Now on to the second question — why are tort reform laws being struck down in court? To this question, there isn’t any one answer. But several courts have found that limits on damages interfere with the right to trial by jury.
For example, in Atlanta Oculoplastic Surgery, P.C. v. Nestlehutt, et al., No. S09A1432 (Ga. March 22, 2010), the Georgia Supreme Court decided that a cap on noneconomic damages “violates the right to a jury trial as guaranteed under the Georgia Constitution.” The right of a jury trial, the decision said, includes allowing the jury to determine the amount of the award.
In Watts, et al.v. Lester E. Cox Medical Centers, et al., No. SC91867 (Mo. July 31, 2012), the Missouri Supreme Court also decided that damage caps amount to an unconstitutional restriction on juries. The majority opinion noted that in 1820, when the state constitution was adopted, common law said that juries were to determine how much damages an injured plaintiff might receive. "The right to trial by jury 'heretofore enjoyed' was not subject to legislative limits on damages," the majority opinion said.

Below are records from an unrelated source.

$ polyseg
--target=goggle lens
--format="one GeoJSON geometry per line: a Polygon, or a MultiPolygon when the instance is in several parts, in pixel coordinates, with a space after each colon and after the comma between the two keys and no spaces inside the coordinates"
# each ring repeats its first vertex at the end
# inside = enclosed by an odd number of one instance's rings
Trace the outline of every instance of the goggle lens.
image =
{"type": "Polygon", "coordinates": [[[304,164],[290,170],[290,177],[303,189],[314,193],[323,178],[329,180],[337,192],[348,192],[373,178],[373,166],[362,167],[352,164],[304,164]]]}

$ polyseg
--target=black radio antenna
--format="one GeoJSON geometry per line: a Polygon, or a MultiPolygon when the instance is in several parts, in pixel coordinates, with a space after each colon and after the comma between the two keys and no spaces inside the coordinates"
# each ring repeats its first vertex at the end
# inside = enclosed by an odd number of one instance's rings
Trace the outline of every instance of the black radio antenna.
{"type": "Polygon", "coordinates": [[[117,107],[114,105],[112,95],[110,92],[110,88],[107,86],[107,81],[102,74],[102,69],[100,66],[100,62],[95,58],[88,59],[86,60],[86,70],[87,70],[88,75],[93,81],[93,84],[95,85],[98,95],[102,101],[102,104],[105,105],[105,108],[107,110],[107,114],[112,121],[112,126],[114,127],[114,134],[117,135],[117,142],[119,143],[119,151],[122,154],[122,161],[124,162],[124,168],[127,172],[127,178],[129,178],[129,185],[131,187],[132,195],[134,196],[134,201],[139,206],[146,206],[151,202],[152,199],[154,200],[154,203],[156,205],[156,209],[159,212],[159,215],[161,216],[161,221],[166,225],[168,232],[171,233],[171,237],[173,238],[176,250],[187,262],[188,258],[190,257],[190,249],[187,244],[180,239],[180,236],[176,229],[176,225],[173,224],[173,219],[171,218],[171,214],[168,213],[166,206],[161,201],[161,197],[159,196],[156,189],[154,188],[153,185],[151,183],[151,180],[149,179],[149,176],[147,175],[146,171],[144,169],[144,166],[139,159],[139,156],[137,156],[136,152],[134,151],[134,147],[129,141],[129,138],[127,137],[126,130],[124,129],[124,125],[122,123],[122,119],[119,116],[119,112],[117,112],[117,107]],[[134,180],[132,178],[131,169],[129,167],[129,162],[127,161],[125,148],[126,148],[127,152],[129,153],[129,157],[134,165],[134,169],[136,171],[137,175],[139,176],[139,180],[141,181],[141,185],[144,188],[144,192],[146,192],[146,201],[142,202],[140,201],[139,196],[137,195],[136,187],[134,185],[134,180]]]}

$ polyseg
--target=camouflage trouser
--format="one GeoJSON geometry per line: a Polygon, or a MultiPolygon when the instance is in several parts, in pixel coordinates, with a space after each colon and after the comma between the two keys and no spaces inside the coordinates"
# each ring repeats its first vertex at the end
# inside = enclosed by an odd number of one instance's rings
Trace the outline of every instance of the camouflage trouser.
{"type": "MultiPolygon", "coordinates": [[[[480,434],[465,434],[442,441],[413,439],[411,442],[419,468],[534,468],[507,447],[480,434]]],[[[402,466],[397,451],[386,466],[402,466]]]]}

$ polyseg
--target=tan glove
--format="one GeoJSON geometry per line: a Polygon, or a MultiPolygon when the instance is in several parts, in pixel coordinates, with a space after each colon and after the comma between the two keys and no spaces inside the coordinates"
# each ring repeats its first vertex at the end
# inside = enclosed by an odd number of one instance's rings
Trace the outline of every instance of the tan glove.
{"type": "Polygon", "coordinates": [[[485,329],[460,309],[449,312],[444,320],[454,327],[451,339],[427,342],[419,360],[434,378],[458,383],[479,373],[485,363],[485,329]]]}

The recent Oklahoma decision — Douglas v. Cox Retirement Properties, Inc., 2013 OK 37, Case No. 110270 (O.K. June 4, 2013) — was based more on a technicality. The Oklahoma constitution provides that laws must cover only one subject, and the court felt the Oklahoma tort reform law covered multiple subjects. So the Oklahoma legislature will devote a special session to crafting something to replace it — something that will provide no tangible benefit to the people of Oklahoma.